Thank you. I need to look after the estimated time of calculation of NodeXL application in different cases: specific user, list and search. I think it would certainly depends on the parameters selected. Do you know how many tweets at maximum I would be able to record from specific user, specific list and specific search.

The aim would be to use R data mining, image & video mining programs to analyze the tweets (structured & unstructured data) in order to evaluate the potentiality of social media networks. The SNA with NodeXL would demonstrate the capacity of network theory & petrology to find interesting communities inside a larger network, and potential interesting nodes (social media user) and edges (social media conversation). The record should be in this case continuous for better results. If it wouldn't be possible, the best schedule times (one record per hour) during several weeks on a specific area or subject should be sufficient.

Thanks in advance for further details.

@Soc_Net_Intel

PS: Sorry for my bad english :-(
Sep 14, 2013 at 6:52 PM
Edited Sep 14, 2013 at 7:01 PM
With NodeXL's Twitter search network, where you get people who have recently tweeted a specified search term, NodeXL can collect several thousand tweets in a few minutes. You can ask for many more tweets than that, but the number you'll actually get is up to the Twitter servers--sometimes you'll get more, sometimes you'll get far fewer. And you're unlikely to get more than a week or so of tweets. Twitter says "between 6-9 days of Tweets"; see https://dev.twitter.com/docs/using-search.

The other two networks--the Twitter user network and Twitter list network--are severely limited by what Twitter calls "rate limiting," where NodeXL can make only so many information requests per 15-minute period. In the user network, where you want to know who is following whom, NodeXL can ask for information about only 15 users per 15-minute period before it has to pause before asking for more. Depending on the size of the network you ask for, you might have to wait hours or even days to get the entire network. And to make matters worse, Twitter sometimes refuses further requests even after NodeXL has waited the required period, and all your waiting goes for naught.

The list network is similarly hamstrung.

The result is that the search network is useful, but you might find the user and list networks not suitable for your needs.

-- Tony

(By the way, the user and list networks were designed before Twitter tightened their rate limits earlier this year. The networks used to be far more practical.)
Sep 14, 2013 at 8:25 PM
Dear Tony,

As always, thank you for your precise answer.

I can now precise my research strategy with Node XL solution on Twitter Network. I will certainly try some samples with Twitter Search API to get some Tweets recording on a specific subject for my research object. I would probably just use Twitter user network in order to analyze social & human relations between specific nodes.

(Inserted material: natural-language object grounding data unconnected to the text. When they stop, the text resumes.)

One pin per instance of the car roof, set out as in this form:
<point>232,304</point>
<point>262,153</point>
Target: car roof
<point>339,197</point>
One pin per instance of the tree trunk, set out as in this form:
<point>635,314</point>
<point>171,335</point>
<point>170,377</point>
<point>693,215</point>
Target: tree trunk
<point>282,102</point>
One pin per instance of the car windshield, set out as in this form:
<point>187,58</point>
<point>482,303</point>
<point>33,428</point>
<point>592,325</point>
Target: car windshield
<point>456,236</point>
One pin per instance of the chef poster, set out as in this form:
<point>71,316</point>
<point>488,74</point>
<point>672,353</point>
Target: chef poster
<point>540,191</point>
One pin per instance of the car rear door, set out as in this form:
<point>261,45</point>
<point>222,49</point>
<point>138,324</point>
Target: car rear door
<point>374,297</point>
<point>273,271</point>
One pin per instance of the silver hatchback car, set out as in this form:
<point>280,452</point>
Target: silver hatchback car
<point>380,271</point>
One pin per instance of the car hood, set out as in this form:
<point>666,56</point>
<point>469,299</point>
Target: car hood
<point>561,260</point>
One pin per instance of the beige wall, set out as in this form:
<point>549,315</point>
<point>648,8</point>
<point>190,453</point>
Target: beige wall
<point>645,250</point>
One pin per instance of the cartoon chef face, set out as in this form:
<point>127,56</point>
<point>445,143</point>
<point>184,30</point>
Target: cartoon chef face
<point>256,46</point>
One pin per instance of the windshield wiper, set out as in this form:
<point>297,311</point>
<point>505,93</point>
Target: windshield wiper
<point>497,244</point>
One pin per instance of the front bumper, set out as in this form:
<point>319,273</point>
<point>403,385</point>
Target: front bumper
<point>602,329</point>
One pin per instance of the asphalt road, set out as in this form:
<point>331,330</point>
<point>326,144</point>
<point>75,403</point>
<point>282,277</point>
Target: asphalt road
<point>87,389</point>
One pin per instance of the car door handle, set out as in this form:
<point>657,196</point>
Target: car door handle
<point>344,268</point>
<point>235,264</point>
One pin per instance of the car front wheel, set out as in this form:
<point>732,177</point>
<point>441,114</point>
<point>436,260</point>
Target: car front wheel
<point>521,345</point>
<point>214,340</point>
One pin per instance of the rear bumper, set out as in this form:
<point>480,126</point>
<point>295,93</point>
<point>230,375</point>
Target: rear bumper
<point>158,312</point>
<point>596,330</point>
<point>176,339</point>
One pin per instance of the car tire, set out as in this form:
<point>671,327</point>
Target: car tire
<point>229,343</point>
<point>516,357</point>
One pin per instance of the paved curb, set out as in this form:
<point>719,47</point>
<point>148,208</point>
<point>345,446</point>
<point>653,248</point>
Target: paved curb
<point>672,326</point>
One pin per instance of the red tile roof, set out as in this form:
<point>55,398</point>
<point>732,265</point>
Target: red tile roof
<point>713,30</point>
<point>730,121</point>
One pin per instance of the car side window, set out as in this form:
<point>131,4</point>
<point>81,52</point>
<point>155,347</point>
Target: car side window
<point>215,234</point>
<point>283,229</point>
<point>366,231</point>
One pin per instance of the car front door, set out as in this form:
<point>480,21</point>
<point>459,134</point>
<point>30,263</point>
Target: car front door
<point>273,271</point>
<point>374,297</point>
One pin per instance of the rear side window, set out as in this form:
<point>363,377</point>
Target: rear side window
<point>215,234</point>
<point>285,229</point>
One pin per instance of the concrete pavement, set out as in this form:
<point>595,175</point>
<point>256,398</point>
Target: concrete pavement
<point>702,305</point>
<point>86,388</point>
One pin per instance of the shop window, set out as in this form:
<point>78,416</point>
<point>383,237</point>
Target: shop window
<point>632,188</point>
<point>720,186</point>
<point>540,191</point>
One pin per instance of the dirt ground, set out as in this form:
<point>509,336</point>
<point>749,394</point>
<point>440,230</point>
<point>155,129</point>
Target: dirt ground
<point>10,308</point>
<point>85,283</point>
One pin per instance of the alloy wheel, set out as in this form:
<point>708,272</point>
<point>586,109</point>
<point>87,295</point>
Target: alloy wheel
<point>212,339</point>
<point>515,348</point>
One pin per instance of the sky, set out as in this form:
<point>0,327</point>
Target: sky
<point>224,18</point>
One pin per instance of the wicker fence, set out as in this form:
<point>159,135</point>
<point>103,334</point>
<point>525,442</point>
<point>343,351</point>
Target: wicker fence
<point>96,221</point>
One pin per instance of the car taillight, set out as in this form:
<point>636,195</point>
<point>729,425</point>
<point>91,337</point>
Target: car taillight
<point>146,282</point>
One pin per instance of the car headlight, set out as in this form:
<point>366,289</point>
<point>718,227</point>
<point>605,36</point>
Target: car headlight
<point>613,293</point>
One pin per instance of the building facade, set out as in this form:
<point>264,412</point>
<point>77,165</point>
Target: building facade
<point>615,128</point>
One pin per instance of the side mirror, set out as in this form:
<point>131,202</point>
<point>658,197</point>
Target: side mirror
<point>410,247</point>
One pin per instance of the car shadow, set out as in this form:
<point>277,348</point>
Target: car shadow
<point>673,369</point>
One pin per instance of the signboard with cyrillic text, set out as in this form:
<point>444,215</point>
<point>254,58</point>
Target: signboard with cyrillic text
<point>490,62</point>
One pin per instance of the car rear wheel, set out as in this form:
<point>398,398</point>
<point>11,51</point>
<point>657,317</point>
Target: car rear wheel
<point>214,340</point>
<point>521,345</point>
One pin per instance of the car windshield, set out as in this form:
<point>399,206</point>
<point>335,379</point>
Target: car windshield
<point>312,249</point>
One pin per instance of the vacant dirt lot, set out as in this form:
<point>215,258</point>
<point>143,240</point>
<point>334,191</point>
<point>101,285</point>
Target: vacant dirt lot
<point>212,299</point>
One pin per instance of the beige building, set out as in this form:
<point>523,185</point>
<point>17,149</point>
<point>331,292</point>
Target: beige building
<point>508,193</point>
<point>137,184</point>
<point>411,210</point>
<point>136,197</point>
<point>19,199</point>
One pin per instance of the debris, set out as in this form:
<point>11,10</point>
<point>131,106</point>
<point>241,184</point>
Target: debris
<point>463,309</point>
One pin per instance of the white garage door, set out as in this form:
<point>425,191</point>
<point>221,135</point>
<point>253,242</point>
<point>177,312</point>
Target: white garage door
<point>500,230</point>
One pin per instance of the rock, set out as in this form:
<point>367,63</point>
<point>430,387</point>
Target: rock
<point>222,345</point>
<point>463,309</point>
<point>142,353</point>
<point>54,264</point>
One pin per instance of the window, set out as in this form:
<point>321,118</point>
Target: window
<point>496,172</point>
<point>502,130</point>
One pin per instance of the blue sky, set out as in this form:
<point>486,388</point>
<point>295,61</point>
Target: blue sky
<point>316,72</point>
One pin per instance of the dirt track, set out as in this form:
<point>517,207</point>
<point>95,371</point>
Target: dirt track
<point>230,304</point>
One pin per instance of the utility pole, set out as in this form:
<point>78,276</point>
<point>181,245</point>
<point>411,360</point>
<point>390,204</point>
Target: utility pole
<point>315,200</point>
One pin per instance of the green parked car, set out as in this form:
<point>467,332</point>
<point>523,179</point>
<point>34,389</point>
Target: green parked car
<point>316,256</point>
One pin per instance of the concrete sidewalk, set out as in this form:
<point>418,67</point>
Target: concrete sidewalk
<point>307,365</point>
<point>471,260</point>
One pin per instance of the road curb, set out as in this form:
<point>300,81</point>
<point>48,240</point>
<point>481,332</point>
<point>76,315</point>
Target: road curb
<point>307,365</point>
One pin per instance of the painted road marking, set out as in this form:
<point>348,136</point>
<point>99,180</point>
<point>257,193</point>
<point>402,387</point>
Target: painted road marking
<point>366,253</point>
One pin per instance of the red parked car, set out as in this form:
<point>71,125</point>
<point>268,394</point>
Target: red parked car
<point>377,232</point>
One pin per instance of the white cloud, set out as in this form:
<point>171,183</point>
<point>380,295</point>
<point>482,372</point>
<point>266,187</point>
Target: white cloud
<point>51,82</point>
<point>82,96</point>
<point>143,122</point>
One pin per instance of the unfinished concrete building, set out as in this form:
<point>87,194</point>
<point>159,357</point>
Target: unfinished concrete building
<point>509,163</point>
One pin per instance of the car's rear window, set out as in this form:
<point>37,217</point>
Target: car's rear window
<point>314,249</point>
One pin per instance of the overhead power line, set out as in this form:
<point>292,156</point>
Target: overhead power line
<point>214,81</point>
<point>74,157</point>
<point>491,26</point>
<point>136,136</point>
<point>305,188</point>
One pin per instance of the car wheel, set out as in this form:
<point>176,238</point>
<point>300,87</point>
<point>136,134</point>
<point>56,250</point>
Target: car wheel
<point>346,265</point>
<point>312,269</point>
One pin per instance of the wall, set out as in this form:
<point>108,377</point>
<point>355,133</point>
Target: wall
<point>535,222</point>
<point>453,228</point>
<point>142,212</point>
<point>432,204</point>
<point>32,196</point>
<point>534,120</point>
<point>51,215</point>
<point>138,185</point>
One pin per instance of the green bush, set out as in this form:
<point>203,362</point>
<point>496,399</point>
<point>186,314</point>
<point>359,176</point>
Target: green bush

The matter is that you could not separate further analysis between social & human relations (edges) and human sources (nodes), due to the relation between reliability, authority & objectivity of a source (nodes) and credibility, accuracy, currency, objectivity of information (edges between nodes).

I was using a free service to backup user tweets, which now currently not working due to Twitter API changes (http://twdocs.com from Andris Alnis). That's really a shame. The service was limited to 3200 tweets, but was useful for my research (register each 3200 tweets of each specific edges +2 or edges +3 users connected with a interesting user). Do you think I can find an alternative solution to http://twdocs.com ?

Kind regards,

@Soc_Net_Intel
Sep 16, 2013 at 5:08 PM
Edited Sep 16, 2013 at 5:08 PM
I'm not familiar with http://twdocs.com or any possible alternatives, so I'm afraid I can't help you there.

-- Tony